Re: finding changed blocks using WAL scanning

From: Tomas Vondra <tomas(dot)vondra(at)2ndquadrant(dot)com>
To: Andres Freund <andres(at)anarazel(dot)de>
Cc: Stephen Frost <sfrost(at)snowman(dot)net>, Robert Haas <robertmhaas(at)gmail(dot)com>, Michael Paquier <michael(at)paquier(dot)xyz>, Bruce Momjian <bruce(at)momjian(dot)us>, PostgreSQL Hackers <pgsql-hackers(at)lists(dot)postgresql(dot)org>
Subject: Re: finding changed blocks using WAL scanning
Date: 2019-04-23 18:01:14
Message-ID: 20190423180114.vslfhhbtyan5aqba@development
Views: Raw Message | Whole Thread | Download mbox | Resend email
Thread:
Lists: pgsql-hackers

On Tue, Apr 23, 2019 at 10:09:39AM -0700, Andres Freund wrote:
>Hi,
>
>On 2019-04-23 19:01:29 +0200, Tomas Vondra wrote:
>> On Tue, Apr 23, 2019 at 09:34:54AM -0700, Andres Freund wrote:
>> > Hi,
>> >
>> > On 2019-04-23 18:07:40 +0200, Tomas Vondra wrote:
>> > > Well, the thing is that for prefetching to be possible you actually have
>> > > to be a bit behind. Otherwise you can't really look forward which blocks
>> > > will be needed, right?
>> > >
>> > > IMHO the main use case for prefetching is when there's a spike of activity
>> > > on the primary, making the standby to fall behind, and then hours takes
>> > > hours to catch up. I don't think the cases with just a couple of MBs of
>> > > lag are the issue prefetching is meant to improve (if it does, great).
>> >
>> > I'd be surprised if a good implementation didn't. Even just some smarter
>> > IO scheduling in the startup process could help a good bit. E.g. no need
>> > to sequentially read the first and then the second block for an update
>> > record, if you can issue both at the same time - just about every
>> > storage system these days can do a number of IO requests in parallel,
>> > and it nearly halves latency effects. And reading a few records (as in a
>> > few hundred bytes commonly) ahead, allows to do much more than that.
>> >
>>
>> I don't disagree with that - prefetching certainly can improve utilization
>> of the storage system. The question is whether it can meaningfully improve
>> performance of the recovery process in cases when it does not lag. And I
>> think it can't (perhaps with remote_apply being an exception).
>
>Well. I think a few dozen records behind doesn't really count as "lag",
>and I think that's where it'd start to help (and for some record types
>like updates it'd start to help even for single records). It'd convert
>scenarios where we'd currently fall behind slowly into scenarios where
>we can keep up - but where there's no meaningful lag while we keep up.
>What's your argument for me being wrong?
>

I was not saying you are wrong. I think we actually agree on the main
points. My point is that prefetching is most valuable for cases when the
standby can't keep up and falls behind significantly - at which point we
have sufficient queue of blocks to prefetch. I don't care about the case
when the standby can keep up even without prefetching, because the metric
we need to optimize (i.e. lag) is close to 0 even without prefetching.

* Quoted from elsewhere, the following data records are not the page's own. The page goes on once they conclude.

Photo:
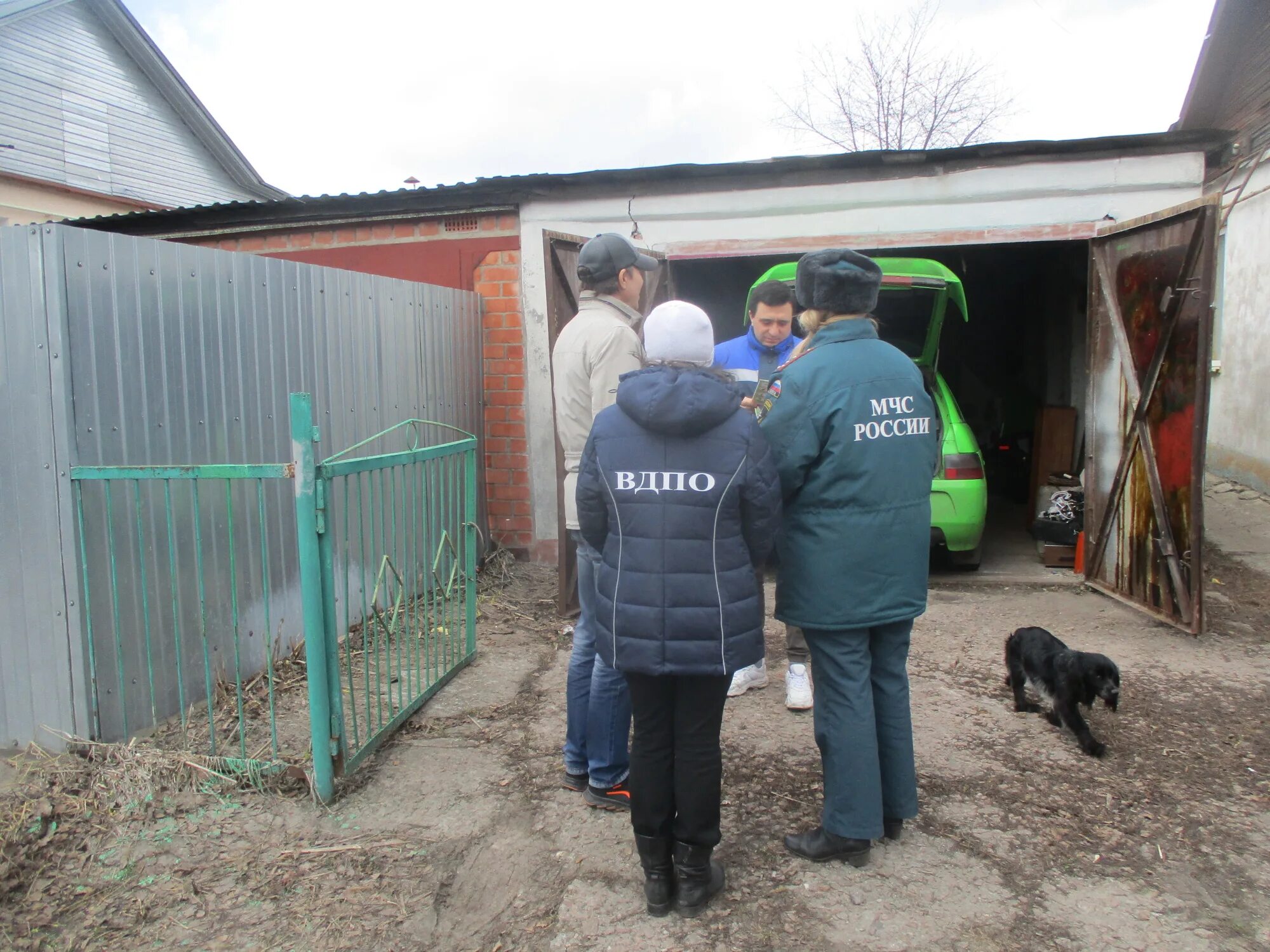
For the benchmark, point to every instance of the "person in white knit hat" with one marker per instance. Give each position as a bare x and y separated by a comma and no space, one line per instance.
679,493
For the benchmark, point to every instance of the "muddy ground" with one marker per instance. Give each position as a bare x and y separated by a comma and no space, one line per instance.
458,837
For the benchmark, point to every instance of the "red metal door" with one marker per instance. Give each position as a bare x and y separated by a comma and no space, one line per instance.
1151,295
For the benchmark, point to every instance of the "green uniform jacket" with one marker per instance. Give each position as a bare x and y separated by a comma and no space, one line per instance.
854,435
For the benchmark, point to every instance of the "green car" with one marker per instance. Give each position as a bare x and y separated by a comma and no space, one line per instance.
915,298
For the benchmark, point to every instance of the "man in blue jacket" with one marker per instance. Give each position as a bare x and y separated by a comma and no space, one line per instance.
750,359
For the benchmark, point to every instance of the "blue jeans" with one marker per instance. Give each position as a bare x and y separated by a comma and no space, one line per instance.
599,706
864,727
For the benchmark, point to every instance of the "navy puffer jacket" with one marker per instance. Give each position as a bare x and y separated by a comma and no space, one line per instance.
680,493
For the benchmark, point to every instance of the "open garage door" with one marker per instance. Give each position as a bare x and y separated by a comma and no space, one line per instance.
561,257
1151,295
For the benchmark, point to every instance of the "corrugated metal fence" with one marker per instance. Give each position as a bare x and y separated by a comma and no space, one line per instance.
121,351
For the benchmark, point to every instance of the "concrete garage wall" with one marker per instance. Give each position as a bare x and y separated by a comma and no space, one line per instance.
883,208
1239,436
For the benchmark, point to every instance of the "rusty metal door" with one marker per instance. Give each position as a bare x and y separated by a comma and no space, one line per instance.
561,260
1151,318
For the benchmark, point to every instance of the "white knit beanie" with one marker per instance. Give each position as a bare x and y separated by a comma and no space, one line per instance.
678,331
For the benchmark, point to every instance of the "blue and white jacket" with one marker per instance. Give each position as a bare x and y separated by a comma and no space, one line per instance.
751,361
680,493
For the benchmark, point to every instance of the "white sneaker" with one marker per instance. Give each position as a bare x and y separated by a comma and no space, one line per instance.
798,689
747,678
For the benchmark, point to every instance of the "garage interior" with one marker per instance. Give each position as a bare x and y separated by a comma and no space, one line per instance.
1024,348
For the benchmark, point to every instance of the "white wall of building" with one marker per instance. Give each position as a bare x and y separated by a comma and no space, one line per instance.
1239,433
929,206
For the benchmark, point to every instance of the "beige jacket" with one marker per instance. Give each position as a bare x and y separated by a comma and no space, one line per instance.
592,352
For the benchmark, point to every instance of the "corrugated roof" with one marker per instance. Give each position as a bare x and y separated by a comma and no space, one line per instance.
512,190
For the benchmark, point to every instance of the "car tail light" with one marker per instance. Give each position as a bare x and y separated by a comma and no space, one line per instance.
963,466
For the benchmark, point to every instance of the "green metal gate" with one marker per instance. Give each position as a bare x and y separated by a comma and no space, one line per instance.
172,555
388,544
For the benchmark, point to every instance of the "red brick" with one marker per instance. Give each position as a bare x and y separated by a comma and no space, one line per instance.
511,492
510,461
502,272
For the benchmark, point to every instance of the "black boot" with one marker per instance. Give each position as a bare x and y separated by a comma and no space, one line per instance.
700,878
820,846
655,856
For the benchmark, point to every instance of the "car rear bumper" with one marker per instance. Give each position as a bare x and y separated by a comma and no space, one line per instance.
958,512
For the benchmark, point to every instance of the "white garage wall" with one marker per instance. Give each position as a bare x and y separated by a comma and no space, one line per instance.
1239,437
934,206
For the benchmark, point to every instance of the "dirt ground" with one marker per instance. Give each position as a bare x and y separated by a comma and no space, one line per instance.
458,837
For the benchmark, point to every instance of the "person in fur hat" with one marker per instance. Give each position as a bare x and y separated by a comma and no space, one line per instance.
853,432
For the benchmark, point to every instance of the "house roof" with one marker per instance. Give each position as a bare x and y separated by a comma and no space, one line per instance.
1231,84
510,191
148,56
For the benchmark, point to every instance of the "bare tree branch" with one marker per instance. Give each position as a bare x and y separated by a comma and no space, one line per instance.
896,91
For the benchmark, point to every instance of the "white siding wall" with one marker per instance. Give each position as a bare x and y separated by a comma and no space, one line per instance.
1239,436
79,112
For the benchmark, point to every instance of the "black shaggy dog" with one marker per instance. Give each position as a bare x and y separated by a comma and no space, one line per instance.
1064,678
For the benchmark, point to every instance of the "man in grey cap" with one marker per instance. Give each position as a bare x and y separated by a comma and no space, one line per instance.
594,350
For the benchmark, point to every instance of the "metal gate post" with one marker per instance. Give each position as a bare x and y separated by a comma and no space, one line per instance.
471,549
303,437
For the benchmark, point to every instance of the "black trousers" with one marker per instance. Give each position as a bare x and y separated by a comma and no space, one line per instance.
676,765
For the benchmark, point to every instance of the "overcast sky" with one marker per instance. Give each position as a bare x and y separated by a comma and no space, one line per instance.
330,96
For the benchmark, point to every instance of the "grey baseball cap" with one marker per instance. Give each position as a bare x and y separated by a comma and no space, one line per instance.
601,258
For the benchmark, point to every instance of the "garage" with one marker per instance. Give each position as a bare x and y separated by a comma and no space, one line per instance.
1078,261
1022,348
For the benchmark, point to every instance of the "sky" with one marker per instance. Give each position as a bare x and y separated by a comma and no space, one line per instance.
328,96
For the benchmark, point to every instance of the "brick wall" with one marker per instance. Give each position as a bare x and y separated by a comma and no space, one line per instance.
507,463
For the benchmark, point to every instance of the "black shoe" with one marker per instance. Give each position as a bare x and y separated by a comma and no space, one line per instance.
820,846
700,878
617,798
655,856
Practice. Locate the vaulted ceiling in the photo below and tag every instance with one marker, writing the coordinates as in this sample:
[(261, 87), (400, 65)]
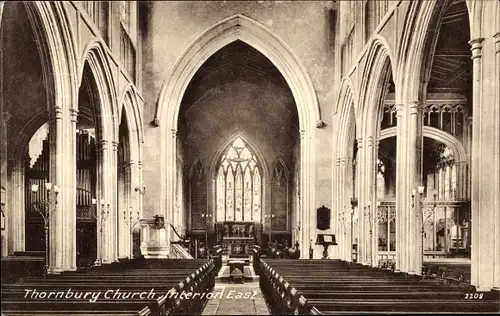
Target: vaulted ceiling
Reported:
[(237, 61), (452, 65)]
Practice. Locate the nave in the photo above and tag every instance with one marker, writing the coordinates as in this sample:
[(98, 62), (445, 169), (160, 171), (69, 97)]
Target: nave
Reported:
[(282, 286), (359, 137)]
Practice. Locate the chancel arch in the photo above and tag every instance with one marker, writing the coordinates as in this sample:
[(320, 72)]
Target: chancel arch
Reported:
[(246, 30), (345, 171)]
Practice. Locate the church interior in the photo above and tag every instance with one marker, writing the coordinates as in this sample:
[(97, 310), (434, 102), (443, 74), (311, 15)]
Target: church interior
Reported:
[(295, 157)]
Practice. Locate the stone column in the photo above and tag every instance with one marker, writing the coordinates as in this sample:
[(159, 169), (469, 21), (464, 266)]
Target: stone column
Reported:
[(105, 210), (70, 208), (114, 215), (476, 269), (62, 227), (302, 209), (485, 256), (362, 251), (401, 190), (16, 204), (133, 205), (341, 166), (414, 167), (496, 133), (370, 204)]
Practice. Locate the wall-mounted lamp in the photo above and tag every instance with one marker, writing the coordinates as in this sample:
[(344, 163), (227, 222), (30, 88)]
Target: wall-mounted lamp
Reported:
[(45, 210), (142, 190)]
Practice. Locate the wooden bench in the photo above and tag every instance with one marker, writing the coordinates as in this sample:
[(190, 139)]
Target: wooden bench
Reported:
[(335, 287)]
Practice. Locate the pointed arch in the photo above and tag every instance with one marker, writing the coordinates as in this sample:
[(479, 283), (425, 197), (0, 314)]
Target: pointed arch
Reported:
[(129, 106), (379, 67), (238, 27), (94, 55), (347, 104)]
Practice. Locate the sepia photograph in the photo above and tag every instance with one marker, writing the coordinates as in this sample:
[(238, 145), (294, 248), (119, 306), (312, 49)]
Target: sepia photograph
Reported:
[(335, 157)]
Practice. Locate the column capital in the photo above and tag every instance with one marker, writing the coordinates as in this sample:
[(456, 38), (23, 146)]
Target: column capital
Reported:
[(399, 109), (102, 145), (359, 142), (415, 107), (476, 47), (58, 111), (497, 42), (6, 116), (74, 115), (369, 141)]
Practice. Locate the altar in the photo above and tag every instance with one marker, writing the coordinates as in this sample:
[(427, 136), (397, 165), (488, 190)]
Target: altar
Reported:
[(238, 238)]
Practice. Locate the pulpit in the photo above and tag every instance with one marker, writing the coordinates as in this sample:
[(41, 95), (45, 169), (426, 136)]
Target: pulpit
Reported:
[(325, 240), (237, 238)]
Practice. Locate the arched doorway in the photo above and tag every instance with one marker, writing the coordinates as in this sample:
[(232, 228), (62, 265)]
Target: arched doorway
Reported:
[(40, 61)]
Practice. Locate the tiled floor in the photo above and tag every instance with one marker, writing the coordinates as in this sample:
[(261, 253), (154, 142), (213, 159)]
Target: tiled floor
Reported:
[(236, 299)]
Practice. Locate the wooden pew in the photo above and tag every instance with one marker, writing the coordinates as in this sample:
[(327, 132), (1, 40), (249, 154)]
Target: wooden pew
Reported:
[(335, 287)]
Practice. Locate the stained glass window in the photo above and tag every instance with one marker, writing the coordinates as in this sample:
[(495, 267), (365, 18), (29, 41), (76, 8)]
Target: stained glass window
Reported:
[(239, 184)]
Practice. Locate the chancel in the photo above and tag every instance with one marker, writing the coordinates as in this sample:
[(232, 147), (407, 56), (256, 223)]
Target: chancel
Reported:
[(315, 154)]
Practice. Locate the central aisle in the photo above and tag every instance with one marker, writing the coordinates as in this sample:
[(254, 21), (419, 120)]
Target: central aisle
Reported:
[(236, 299)]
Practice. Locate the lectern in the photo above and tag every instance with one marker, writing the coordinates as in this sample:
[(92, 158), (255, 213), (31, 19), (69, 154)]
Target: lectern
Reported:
[(326, 240)]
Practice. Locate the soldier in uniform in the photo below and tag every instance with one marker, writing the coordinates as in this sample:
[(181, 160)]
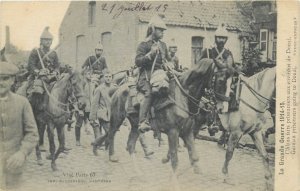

>And even if we'd keep up without any prefetching, issuing requests in a
>more efficient manner allows for more efficient concurrent use of the
>storage system. It'll often effectively reduce the amount of random
>iops.

Maybe, although the metric we (and users) care about the most is the
amount of lag. If the system keeps up even without prefetching, no one
will complain about I/O utilization.

When the lag is close to 0, the average throughput/IOPS/... is bound to be
the same in both cases, because it does not affect how fast the standby
receives WAL from the primary. Except that it's somewhat "spikier" with
prefetching, because we issue requests in bursts. Which may actually be a
bad thing.

Of course, maybe prefetching will make it much more efficient even in the
"no lag" case, and while it won't improve the recovery, it'll leave more
I/O bandwidth for the other processes (say, queries on hot standby).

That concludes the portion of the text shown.